I think the most likely result is that mortgage loans are going to see
stratification in price - borrowers with high salaries and good credit
histories are going to see little to no negative change with possible positive
change; borrowers with low salaries and poor to mediocre credit will see loans
they can't afford.

Partially, this came about because we (and by "we" I guess I mean US
politicians) wanted to extend home ownership to more people - specifically
historically disadvantaged people who didn't have access to the loan terms
that those brought up as upper-middle class have access to. It's a laudable
goal and one that we should try again in the future (albeit in a different
way).

Since someone will probably ask what other way: One example of that would be
to allow double deductability of mortgage interest to a certain mortgage
value. So, let's say median home value is 300,000. If you allow a double
deduction up to 150,000 in value, people with the median home see no change.
People buying lower-valued homes see a positive increase in their ability to
purchase that home - and that positive increase is paid for by the rich people
in million dollar homes who can't deduct all their mortgage interest anymore.

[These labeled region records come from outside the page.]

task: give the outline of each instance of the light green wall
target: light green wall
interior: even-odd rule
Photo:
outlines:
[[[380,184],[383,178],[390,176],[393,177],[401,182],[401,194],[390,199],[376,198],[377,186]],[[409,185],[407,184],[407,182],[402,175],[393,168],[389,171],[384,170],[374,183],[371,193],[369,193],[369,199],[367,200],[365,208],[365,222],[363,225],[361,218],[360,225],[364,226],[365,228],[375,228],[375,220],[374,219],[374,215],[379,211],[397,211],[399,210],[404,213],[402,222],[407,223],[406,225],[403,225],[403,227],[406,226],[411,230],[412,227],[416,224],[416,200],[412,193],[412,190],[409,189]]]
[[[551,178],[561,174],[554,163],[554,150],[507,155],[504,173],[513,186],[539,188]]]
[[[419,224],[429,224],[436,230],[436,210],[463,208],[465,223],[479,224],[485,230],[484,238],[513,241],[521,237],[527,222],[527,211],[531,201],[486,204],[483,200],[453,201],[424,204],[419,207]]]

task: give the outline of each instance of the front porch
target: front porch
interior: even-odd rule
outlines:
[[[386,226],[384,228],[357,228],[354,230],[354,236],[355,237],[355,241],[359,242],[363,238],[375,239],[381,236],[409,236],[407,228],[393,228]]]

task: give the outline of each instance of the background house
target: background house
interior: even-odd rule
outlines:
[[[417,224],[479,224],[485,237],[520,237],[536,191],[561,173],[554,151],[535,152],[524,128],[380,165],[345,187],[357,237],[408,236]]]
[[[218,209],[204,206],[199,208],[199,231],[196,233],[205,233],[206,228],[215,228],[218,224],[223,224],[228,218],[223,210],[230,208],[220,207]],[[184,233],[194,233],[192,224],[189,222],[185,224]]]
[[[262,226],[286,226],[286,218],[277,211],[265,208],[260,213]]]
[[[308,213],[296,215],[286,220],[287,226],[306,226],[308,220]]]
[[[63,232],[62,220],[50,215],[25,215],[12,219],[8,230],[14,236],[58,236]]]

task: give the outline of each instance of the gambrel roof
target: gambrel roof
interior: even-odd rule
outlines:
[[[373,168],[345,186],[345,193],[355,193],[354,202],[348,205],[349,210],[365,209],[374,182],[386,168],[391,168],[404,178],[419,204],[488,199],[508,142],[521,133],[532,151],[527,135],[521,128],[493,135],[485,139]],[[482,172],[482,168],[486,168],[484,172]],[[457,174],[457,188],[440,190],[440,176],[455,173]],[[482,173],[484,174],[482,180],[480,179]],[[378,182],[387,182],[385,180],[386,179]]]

Macroeconomics is complicated. My best advice is to be prudent yourself, live
within your means, and not get caught up in the trends of people who think the
economy is collapsing or that golden ages will never end.

------
ltbarcly
Questions like this are really questions about words.

Was the Roman Empire too big to fail? Sortof, in that it so thoroughly changed
how people thought and lived that even 2000 years later we are very obviously
Roman in many of our laws, habits, and worldview. The key is that the ruling
families of Rome are nowhere to be found as such.

So yes, the American economy will probably continue in much the same form for
the next thousand years or so all over the world. Our huge amounts of natural
resources, talent, and farmable land aren't going anywhere. The __real
__question, the one coded into the title of this post, is "Is America
influential enough to take a huge hit without the people who are currently
very wealthy having to give up their money bins." and hopefully, for the rest
of us who don't have money bins and can only become wealthy through our own
work, and thus depend on a fair system, the answer is no.

------
pmorici
This begs the question of why in the heck did they let it get to big to fail.
and what are they going to do to shrink it down so next time they can let it
scum to market forces.